AİHM, başvuranın Terörle Mücadele Kanunu’nun 8 § 1. Maddesi kapsamında mahkum edilmesinin ve kendisine verilen cezanın, AİHS’nin 10. Maddesi’nde garanti altına alınmış ifade özgürlüğü hakkına müdahale teşkil ettiğini belirtir.

AİHM mevcut davadakine benzer sorunları inceleyen pek çok davayı incelemiş ve 10.

Madde’nin ihlal edildiği sonucuna varmıştır (bkz., özellikle izleyen davalar: Ceylan – Türkiye [BD], 23556/94; Öztürk; İbrahim Aksoy; Kızılyaprak – Türkiye, 27528/95 ve Han – Türkiye, 50997/99).

AİHM, başvuranın ifade özgürlüğüne müdahalenin kanunca öngörüldüğü – yukarıda sözü edilen Terörle Mücadele Kanunu’nun 8 § 1. Maddesi – ve 10 § 2. Madde’de belirtilen amaçlar doğrultusunda toprak bütünlüğünü korumak ve karmaşa ve suçu önlemek gibi meşru amaçlar güttüğü kanısındadır (bkz. Yağmurdereli – Türkiye, 29590/96). Bu nedenle AİHM, davanın incelenmesini, müdahalenin “demokratik bir toplumda gerekli” olup olmadığının sorgulanmasıyla sınırlandıracaktır.

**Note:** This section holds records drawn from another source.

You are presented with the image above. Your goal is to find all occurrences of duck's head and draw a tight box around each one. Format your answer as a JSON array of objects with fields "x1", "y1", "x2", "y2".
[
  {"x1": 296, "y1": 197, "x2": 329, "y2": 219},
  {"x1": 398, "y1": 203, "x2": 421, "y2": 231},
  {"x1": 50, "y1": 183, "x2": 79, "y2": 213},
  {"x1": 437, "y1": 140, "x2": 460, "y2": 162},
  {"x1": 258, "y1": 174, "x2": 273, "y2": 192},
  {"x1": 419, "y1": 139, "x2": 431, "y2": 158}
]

Hükümet, AİHM’yi başvuranın makalesinde kullandığı sözcüklere ve makalenin yayınlandığı bağlama özellikle dikkat etmeye davet etmiştir. Hükümet, başvuranın Türk topraklarının bazı bölümlerinden “Kürdistan”, terör eylemlerinden ise “ulusal özgürlük mücadelesi” diye bahsettiğine işaret etmiştir. Hükümet’e göre, makale niteliği gereği tahrik edici unsurlar taşımaktadır, asılsız ve saldırgan yorumlarıyla okuyucuyu devlete karşı silahlı mücadeleye teşvik etmektedir. Makale, 1985 yılından bu yana güvenlik güçleriyle PKK2 üyeleri arasında büyük can kayıplarına yol açan ciddi çalkalanmaların yaşandığı Türkiye’nin güney doğusunda güvenlik durumu bağlamında yayınlanmıştır.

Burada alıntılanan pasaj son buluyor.